To transfer or not to transfer?

Again I appreciate your comments, just a few notes in self defense.

  1. I am indeed unable to advocate for myself. I have no influence. I may be ostensibly an adult, but Harvard is not structured that way. You need a tutor (a professor who lives in your House) or a DUS (basically a department head) to put the fear of the Lord into any professor you want to talk to. In the case of my B-, the professor just refused to answer my email, and when I visited his TF (his graduate student assistant) the TF told me (politely it should be said) that he was under no obligation to acknowledge my request for explanation or reconsideration as the course had ended, which I would understand if I were asking them to change the grade, but I just wanted an explanation (No, I couldn't have talked to the professor. He left before the final because he is travelling to write a book). Indeed, I think this grade was given for no reason, as the professor mentioned to me at one point that he "only liked to give one A a semester" and I think he just wanted to have me out of the running. It may be his right to grade how he wants, but I feel very disrespected by the attitude. This goes to show there is little respect for students here. I had to drop the dispute because I had no clout, all he had to do was delete the emails and shove me off on his assistant and I was powerless. Harvard lacks a centralized authority so there is no higher power for me to contact or for this renegade prof to fear. I will attend his office hours in the Fall if I am still at Harvard, but I highly doubt he will have a complete attitude adjustment over the summer.
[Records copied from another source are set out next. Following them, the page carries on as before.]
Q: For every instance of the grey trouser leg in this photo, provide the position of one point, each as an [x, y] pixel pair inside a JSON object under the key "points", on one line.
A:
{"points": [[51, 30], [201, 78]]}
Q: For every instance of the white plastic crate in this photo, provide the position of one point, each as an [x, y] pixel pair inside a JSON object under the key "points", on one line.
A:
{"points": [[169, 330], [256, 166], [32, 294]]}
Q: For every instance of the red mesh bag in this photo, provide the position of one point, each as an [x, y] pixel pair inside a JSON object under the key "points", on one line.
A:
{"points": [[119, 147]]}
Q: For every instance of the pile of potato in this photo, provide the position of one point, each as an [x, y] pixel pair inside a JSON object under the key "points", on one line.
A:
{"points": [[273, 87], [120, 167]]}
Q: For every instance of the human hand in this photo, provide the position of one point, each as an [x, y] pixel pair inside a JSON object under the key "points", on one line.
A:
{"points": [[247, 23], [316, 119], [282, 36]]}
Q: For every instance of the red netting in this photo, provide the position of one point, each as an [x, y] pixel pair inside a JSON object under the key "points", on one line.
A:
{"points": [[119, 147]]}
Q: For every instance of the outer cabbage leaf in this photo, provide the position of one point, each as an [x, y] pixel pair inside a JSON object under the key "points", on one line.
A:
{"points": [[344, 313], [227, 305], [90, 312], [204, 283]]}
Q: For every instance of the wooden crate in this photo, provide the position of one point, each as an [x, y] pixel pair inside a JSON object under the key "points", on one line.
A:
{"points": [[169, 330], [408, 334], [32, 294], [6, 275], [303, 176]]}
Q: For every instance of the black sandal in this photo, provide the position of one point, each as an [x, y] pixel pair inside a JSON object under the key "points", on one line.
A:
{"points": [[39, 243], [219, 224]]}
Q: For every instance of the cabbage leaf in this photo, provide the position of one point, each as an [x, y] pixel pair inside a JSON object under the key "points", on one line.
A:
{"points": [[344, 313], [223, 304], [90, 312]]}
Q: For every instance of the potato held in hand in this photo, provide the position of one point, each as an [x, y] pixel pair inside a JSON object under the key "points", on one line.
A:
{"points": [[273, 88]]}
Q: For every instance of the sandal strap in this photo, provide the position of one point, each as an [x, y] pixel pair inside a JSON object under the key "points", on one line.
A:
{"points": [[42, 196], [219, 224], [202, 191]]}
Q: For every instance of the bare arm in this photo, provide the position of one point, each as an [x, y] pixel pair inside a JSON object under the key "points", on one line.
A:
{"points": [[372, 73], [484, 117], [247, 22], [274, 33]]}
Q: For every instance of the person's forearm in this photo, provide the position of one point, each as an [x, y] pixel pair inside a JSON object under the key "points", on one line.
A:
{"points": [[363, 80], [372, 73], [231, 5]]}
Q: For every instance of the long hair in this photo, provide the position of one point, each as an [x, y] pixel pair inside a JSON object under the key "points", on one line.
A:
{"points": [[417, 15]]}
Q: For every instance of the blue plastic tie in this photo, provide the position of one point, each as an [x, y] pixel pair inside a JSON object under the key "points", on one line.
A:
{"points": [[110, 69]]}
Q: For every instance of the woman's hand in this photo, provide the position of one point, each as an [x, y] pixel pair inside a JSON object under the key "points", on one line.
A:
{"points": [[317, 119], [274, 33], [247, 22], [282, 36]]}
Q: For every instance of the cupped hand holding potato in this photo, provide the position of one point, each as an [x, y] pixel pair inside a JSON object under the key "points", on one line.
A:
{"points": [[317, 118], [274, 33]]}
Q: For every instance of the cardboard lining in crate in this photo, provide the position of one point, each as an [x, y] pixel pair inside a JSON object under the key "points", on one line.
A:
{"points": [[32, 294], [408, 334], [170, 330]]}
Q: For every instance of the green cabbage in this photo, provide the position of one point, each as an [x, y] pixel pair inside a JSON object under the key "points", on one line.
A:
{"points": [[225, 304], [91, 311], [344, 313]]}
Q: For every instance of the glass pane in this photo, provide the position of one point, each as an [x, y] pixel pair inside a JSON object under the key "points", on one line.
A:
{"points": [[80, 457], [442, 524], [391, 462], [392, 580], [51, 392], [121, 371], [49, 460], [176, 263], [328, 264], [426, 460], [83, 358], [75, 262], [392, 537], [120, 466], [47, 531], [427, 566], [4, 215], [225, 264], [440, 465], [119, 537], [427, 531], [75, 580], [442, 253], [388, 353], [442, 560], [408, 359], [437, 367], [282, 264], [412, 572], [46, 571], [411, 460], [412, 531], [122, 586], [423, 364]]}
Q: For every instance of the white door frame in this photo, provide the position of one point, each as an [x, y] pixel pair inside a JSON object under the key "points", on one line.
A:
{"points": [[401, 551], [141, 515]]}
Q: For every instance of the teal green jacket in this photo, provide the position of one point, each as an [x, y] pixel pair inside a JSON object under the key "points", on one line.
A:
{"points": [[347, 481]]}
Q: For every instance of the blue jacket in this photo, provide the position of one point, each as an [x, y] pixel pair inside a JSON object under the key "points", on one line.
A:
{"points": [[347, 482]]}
2.Oh holy moly. On to Harvard’s online resources. None of the info about gen eds or other courses is available on any one website. We have 2 course websites, one run by the university and the other by students in the computer science department. Neither one is well maintained, as in neither one has current courses listed, only a large listing of every Harvard course that has been offered since the beginning of the site. It’s very difficult to sort through all of them. My roommate says that the hardest part of her time at Harvard isn’t the coursework, it’s just finding courses. Also, in both of them it isn’t possible to search for just gen ed courses. You can’t refine the search to, say, just bring you courses that will fulfill your science requirement. You have to just type in “biological science” and then shop that course and ask if it fulfills the requirement. And the whole university is in the midst of a gen ed system overhaul, so that’s another wrench in the works. Further, many courses that the gen ed office says count actually don’t, as the website hasn’t been updated since 2013 Fall (I asked, this is what they said, indeed many of the courses no longer run) Nobody really knows how the course system will work out at the moment. The university is in the process of refining this system because they know it’s a hot mess, but in the mean time its hard to get anything done.
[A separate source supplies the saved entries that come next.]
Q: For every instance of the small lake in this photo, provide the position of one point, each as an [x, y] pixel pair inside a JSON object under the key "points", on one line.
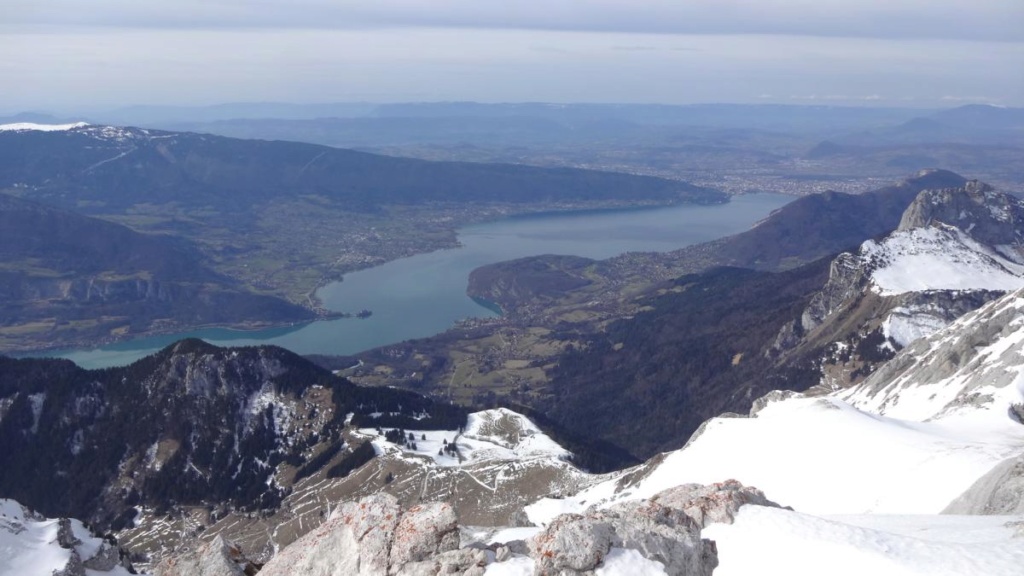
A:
{"points": [[425, 294]]}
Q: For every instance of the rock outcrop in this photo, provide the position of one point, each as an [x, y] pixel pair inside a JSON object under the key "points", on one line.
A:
{"points": [[579, 543], [371, 537], [998, 492], [714, 503], [375, 537], [218, 558]]}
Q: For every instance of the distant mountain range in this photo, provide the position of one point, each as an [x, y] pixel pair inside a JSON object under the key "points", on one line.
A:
{"points": [[68, 278], [236, 227]]}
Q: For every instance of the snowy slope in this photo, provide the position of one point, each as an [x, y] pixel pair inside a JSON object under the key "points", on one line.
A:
{"points": [[970, 373], [26, 126], [907, 441], [938, 257], [820, 455], [498, 435], [29, 543], [774, 541]]}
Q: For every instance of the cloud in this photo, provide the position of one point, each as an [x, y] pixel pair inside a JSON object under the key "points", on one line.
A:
{"points": [[112, 67], [965, 19]]}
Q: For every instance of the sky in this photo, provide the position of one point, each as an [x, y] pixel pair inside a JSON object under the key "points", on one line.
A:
{"points": [[78, 54]]}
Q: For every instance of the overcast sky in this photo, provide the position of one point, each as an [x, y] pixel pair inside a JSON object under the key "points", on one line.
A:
{"points": [[77, 54]]}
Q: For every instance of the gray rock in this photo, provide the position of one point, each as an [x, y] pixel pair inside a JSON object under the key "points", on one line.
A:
{"points": [[716, 502], [355, 540], [217, 558], [578, 544], [992, 217], [424, 531], [105, 559], [74, 566], [465, 562], [66, 535], [571, 543], [1000, 492], [503, 553]]}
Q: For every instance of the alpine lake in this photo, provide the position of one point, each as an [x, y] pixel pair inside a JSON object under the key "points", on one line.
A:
{"points": [[425, 294]]}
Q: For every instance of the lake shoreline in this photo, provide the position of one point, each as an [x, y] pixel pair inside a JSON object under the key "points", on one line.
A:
{"points": [[424, 295]]}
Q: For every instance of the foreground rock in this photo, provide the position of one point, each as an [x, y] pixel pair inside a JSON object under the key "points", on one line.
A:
{"points": [[370, 537], [218, 558], [713, 503], [999, 492], [32, 543], [578, 544], [375, 537]]}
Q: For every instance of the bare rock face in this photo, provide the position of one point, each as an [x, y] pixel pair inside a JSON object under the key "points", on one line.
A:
{"points": [[579, 544], [990, 216], [998, 492], [464, 562], [217, 558], [424, 531], [375, 537], [715, 503]]}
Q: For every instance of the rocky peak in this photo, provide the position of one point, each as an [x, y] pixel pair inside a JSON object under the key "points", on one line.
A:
{"points": [[989, 216]]}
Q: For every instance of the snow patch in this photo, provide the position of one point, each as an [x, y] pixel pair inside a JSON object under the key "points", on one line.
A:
{"points": [[767, 540], [906, 325], [31, 126], [37, 401], [938, 257]]}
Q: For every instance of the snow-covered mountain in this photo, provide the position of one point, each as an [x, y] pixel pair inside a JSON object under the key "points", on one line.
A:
{"points": [[911, 440], [35, 545], [955, 249], [500, 461]]}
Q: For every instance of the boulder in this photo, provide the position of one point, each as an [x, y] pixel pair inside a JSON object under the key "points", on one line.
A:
{"points": [[216, 558], [578, 544], [711, 503], [424, 531], [1000, 491], [356, 540]]}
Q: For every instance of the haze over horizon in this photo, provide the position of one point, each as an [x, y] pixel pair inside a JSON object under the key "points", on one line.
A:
{"points": [[72, 56]]}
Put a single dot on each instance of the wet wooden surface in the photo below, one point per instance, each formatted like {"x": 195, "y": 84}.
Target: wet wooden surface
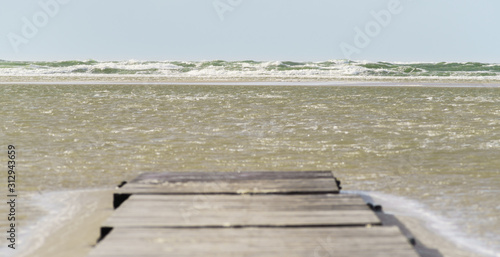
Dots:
{"x": 245, "y": 214}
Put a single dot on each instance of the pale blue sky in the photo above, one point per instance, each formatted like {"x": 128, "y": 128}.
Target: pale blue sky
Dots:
{"x": 301, "y": 30}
  1. We do not have registration. One comes with a list of courses that are “maybe’s” you attend them for a week ("shop them") and then just stick with the ones that you think work for you. Then you just turn in a study card with the courses listed, either on paper or online (I believe they are going to an all online study card system in the Fall). So there aren’t really any mass emails that tell you what to do, or what courses fulfill what. You just collect several that you think might work and then ask the TF or the professor if they actually fulfill the requirement.
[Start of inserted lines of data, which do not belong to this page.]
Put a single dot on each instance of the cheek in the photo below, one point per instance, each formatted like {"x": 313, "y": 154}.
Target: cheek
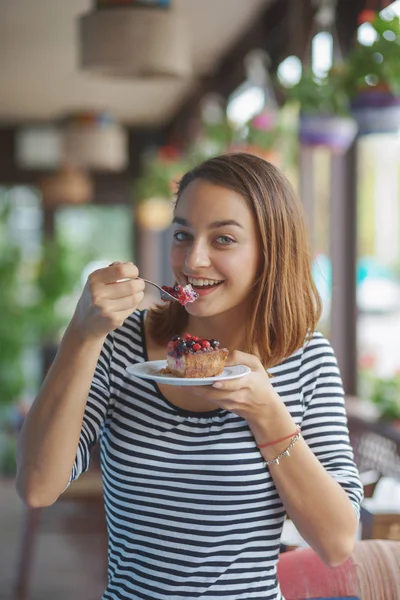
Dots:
{"x": 175, "y": 257}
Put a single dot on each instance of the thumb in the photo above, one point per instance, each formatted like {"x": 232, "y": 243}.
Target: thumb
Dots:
{"x": 242, "y": 358}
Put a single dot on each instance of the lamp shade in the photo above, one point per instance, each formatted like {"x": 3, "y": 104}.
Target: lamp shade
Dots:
{"x": 68, "y": 186}
{"x": 134, "y": 42}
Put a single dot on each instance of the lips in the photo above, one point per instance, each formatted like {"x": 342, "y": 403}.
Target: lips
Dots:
{"x": 204, "y": 290}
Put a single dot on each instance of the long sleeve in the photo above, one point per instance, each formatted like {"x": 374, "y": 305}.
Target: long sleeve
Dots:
{"x": 324, "y": 425}
{"x": 96, "y": 409}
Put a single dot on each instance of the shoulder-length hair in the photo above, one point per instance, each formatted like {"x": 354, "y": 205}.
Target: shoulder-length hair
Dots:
{"x": 284, "y": 302}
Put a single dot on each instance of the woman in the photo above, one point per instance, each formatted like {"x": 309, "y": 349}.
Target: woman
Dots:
{"x": 198, "y": 480}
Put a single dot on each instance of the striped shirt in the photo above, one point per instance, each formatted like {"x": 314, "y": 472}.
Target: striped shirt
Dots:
{"x": 191, "y": 510}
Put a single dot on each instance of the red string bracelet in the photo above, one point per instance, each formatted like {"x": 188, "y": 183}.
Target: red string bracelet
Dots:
{"x": 298, "y": 429}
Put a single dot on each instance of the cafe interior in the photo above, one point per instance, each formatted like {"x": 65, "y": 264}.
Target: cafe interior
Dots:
{"x": 104, "y": 105}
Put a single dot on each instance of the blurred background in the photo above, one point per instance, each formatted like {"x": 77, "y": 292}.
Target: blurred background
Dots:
{"x": 103, "y": 106}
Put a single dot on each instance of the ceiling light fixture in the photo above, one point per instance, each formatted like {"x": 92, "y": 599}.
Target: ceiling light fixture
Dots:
{"x": 134, "y": 38}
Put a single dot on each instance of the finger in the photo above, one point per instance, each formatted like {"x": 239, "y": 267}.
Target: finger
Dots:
{"x": 242, "y": 358}
{"x": 233, "y": 385}
{"x": 115, "y": 272}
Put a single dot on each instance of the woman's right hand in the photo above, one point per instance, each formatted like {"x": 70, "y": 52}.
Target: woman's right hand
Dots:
{"x": 106, "y": 301}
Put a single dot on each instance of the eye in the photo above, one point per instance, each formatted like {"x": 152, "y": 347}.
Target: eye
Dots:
{"x": 225, "y": 240}
{"x": 181, "y": 236}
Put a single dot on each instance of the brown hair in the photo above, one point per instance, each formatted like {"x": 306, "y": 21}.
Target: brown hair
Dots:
{"x": 285, "y": 305}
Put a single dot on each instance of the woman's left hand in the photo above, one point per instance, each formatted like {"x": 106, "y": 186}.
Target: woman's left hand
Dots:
{"x": 251, "y": 396}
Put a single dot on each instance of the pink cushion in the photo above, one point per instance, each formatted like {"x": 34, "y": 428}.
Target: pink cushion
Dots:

  2. Any professor I talked to just told me they didn't know me well enough to write a letter because I wasn't in their department, which I respect, but really wish that I could enter a department so that wouldn't be the case.
  3. I did indeed visit the Freshman Dean to ask about advising- he told me to stick it out and wait until I got a departmental advisor, wah wah wamp. No one can see into the future and he did his best, to him I was only one of 1,900 freshmen, so it's fair. We actually do not have RA's, or peer counselors. They advising really is kind of a mess.
  4. While I do appreciate that this problem might persist at my next university if I transfer, a lot of these problems are Harvard specific. There is no centralized advising or authority, every department and House has its own rules and really doesn't interact with the others. It's an odd situation.